I was recently asked to review Stellar Phoenix Access Repair tool. Using tool you can scan corrupted database to see what objects are still there, preview data in tables and SQL of queries, and repair database or selected objects. In most cases you can repair all tables and queries you see, but it is not true for other objects (at least for me).
I took a copy of Northwind.mdb and one of my largest frontend databases to test it, I tried to cut off parts of file, and run repair process.
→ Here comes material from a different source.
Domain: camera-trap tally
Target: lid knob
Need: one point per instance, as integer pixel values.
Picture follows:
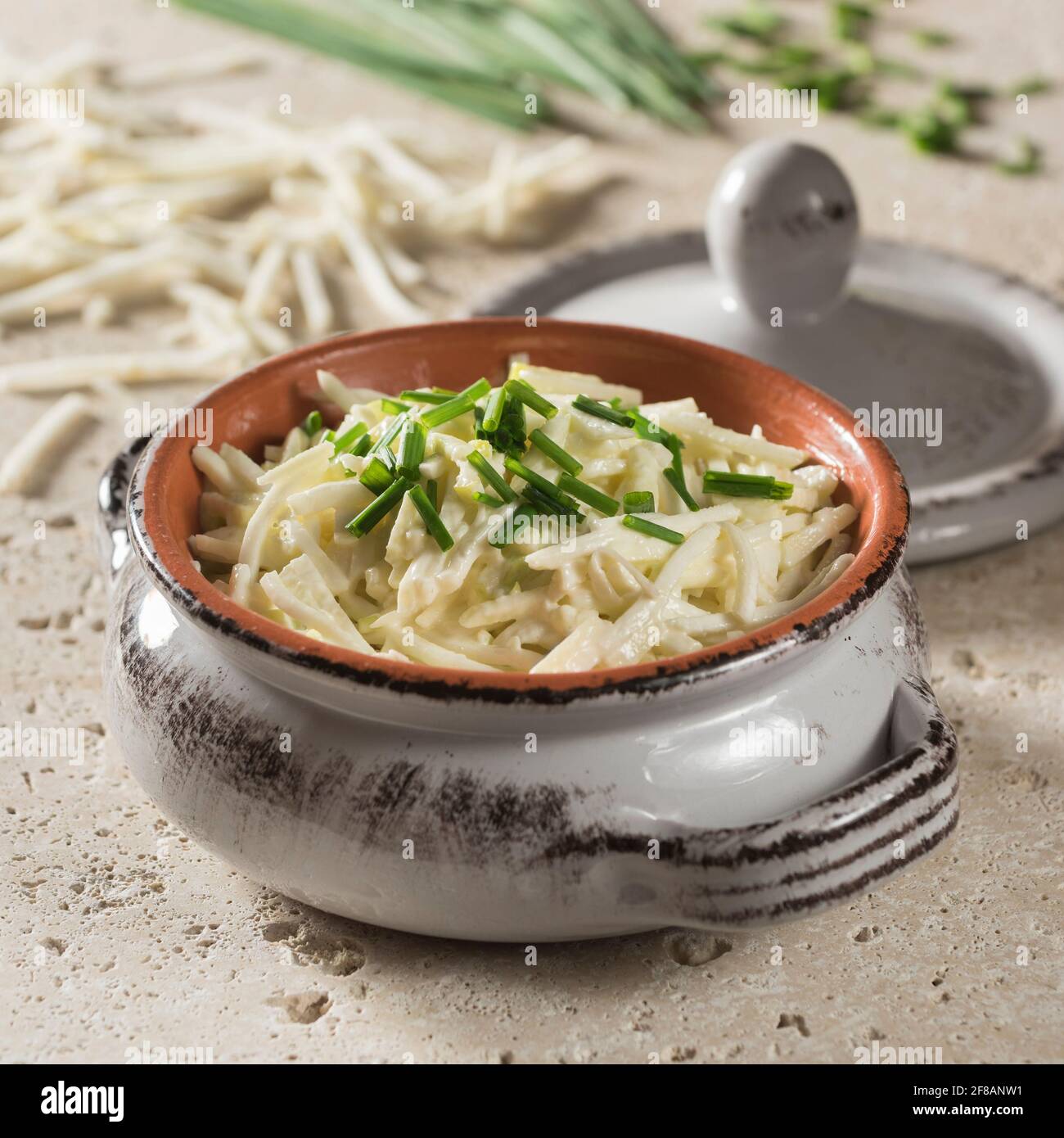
(782, 230)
When I cut off first 80 bytes I was not able to see (scan) objects in database, and even database was "repaired" – there were no objects in it, repaired database file becomes 96 kB. So file header is essential for that tool. Cutting off several bytes from the end does not affect database, cutting about 100kB makes it corrupted, but tool can scan most of objects, and repair all visible tables and queries. Cutting off more bytes gives less visible objects in database, and having file length less than 64 kb makes this tool useless.
I did not really managed to repair form or any other than tables/queries objects, in some cases tool tries to run Access in background with 100% CPU utilization, but looks like it hangs (or maybe it takes too much time).
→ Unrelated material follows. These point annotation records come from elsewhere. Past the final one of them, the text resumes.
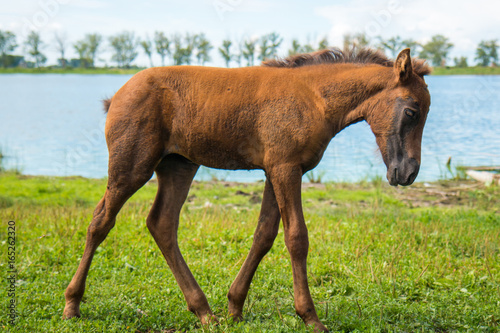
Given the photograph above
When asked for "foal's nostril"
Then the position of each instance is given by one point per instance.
(412, 177)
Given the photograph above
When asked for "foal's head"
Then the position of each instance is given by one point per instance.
(397, 119)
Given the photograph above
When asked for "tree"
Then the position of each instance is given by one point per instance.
(487, 52)
(393, 45)
(352, 41)
(183, 50)
(147, 46)
(461, 62)
(61, 41)
(296, 48)
(124, 46)
(323, 44)
(34, 45)
(93, 42)
(268, 47)
(248, 51)
(82, 48)
(436, 50)
(225, 51)
(203, 48)
(7, 45)
(162, 44)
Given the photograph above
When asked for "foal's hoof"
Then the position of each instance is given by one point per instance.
(318, 327)
(236, 318)
(209, 319)
(71, 311)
One more useful option - Recover deleted records. If you have deleted records in the table, and then scan database using this tool, without compacting database – you can also recover deleted records. Tables, with deleted records appear as separate tables, like on then picture below.
As you see I have deleted records from Customers and Orders tables (and related Order Details), but tool recovered only Customers records, Orders and Order Details (deleted records) where empty, while in tool itself I saw deleted record in Orders (but not in Order Details). Still something to improve, this can be demanded feature.
Conclusion. Developer normally often makes a copy of frontend, means recovering forms and reports are not so important. Most sensitive objects in database are tables, and tool helps to repair them. Perhaps manual repair can give better result, but it is always good to try a tool like this first.